According to a survey done by a private firm in collaboration with the GHMC and British High Commission, the most efficient way to manage the city’s solid waste is the circular economy model. Circular economy goes beyond recycling and works on the principle of a restorative industrial system geared towards treating waste as a resource. It strives for a continuous cycle where the value of an available resource is preserved and it is reused in an optimised way.
Officials from GHMC emphasised that if households stop mixing wet and dry waste, the work of waste management will become easier. In 2018, the GHMC, under the ‘Swachh Telangana’ initiative distributed around 45 lakh dustbins to households for segregation of waste.
One GHMC official said, “The most difficult task in our dumping sites is segregation of waste. The Japanese segregate their household waste in six categories. Here we want people to do it in just two categories.”
Mr Srinivas Reddy, GHMC executive engineer, said, “Waste management is a social engineering problem and the key is minimisation at source and citizen engagement. If we start making compost pits in our houses, we will be not only ease the burden from the shoulders of the corporation but also enrich our soil for raising plants.”
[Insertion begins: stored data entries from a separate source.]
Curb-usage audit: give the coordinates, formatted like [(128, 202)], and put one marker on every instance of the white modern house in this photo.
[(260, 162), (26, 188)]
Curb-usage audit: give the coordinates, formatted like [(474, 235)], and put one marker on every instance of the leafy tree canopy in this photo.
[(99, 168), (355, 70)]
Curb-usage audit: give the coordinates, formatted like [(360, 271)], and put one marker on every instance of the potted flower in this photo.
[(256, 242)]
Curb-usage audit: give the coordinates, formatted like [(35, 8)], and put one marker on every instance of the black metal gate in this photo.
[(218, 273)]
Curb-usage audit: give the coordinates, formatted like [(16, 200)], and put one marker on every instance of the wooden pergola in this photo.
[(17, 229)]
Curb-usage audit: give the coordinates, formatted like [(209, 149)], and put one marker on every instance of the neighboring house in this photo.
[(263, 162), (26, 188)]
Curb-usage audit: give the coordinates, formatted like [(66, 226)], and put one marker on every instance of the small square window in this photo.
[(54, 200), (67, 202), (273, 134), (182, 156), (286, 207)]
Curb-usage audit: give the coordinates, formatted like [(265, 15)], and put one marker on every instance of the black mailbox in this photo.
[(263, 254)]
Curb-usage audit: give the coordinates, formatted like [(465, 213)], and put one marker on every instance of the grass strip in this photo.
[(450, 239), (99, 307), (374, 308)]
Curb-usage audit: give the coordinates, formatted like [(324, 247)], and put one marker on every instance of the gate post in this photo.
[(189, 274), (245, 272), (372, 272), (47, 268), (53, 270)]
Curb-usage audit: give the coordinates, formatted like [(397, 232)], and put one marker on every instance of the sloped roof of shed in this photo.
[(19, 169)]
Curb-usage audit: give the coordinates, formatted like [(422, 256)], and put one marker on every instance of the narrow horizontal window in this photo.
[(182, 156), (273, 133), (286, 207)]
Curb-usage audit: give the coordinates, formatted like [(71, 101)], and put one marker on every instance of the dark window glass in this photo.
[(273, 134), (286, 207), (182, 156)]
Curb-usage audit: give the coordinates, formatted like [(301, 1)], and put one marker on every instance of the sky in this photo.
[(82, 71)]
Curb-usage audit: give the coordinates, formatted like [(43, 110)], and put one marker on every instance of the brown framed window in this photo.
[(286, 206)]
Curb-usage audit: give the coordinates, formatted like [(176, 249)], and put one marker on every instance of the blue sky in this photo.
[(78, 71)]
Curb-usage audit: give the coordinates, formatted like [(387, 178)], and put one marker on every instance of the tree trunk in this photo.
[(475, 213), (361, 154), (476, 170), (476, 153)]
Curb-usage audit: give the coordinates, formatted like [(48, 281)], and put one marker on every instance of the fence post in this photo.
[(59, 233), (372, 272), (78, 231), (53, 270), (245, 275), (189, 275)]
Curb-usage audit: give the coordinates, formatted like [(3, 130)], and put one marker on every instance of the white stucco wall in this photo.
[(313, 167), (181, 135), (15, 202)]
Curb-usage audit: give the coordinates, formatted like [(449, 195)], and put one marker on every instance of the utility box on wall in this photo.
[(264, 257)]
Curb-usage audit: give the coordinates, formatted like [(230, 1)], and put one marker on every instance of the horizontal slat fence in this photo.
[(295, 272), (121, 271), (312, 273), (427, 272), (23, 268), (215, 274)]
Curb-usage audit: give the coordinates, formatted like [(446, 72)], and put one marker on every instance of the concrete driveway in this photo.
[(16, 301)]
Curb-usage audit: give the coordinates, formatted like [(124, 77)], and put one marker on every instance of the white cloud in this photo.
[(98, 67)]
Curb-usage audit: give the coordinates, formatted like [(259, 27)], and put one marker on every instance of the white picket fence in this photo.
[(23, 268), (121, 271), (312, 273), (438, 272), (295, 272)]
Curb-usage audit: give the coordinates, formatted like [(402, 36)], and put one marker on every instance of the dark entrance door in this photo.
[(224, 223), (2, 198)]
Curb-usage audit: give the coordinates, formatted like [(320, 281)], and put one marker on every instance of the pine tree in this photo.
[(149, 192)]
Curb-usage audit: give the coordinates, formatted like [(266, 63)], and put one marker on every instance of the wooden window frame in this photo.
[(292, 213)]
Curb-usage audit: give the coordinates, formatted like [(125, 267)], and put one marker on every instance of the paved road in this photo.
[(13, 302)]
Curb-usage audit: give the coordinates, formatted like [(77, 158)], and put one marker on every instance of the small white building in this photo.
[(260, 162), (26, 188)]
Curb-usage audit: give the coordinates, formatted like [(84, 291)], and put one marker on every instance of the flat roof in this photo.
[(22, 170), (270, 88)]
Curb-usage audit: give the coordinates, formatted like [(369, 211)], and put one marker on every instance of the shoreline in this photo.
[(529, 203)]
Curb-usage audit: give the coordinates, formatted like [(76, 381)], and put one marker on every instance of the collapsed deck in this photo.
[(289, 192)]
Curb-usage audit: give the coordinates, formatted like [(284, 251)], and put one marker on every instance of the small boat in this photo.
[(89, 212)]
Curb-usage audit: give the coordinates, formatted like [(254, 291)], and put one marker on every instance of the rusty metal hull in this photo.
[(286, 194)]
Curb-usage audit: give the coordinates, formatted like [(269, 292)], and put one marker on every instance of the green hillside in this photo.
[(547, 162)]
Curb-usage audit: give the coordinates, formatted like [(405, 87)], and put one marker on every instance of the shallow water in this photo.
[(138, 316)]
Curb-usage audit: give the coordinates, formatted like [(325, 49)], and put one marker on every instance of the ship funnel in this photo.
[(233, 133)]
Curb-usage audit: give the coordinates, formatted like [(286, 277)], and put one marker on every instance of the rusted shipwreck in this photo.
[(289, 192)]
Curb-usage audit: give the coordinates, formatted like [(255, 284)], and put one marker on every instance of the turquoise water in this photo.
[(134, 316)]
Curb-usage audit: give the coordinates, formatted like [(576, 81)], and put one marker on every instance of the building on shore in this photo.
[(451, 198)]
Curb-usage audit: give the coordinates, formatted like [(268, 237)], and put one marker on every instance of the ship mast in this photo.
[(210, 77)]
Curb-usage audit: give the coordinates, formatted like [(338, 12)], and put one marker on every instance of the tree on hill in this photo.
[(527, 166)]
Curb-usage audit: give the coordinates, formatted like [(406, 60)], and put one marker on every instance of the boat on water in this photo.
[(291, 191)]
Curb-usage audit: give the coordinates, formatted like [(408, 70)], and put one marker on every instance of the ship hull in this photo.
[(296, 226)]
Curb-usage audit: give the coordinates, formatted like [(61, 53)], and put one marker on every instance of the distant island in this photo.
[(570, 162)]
He said if people were unable to reduce and manage daily waste, the burden will fall on their pockets. Wet garbage is heavier and requires more vehicles to transport to the processing plants on the city outskirts. The monthly per person cost for city dwellers comes to around Rs 500 but the GHMC charges only Rs 50, Mr Reddy said.
The economy is based on linear methods of consumption and production which are unsustainable for the planet. The linear model involves “produce, use, dispose” and is a wasteful way of utilising resources. A circular economy tries to address the dual issue of increasing waste and cutting down the use of resources, said an official from the survey group.
According to the World Economic Forum, between 1900 and 2015, the urbanised population increased from 14 to 54 per cent and is forecast to rise to 66 per cent by 2050. This growth of urban population is not only going to increase consumption, but will also lead to unprecedented amounts of waste.
Municipal administration director Dr T.K. Sreedevi, said, “Sanitation is the topmost priority and the state has undertaken pioneering strides in this direction that are aligned with the Swachh Bharat Mission and Swachh Survekshan.”
The problem of garbage is not only limited to Hyderabad. In a recent report, India’s tallest garbage mountain located in the Ghazipur landfill site is expected to surpass the height of the Taj Mahal by 2020. Presently it stands 65 metres, spreads over an area equal to 40 football fields and rises nearly 10 metres every year.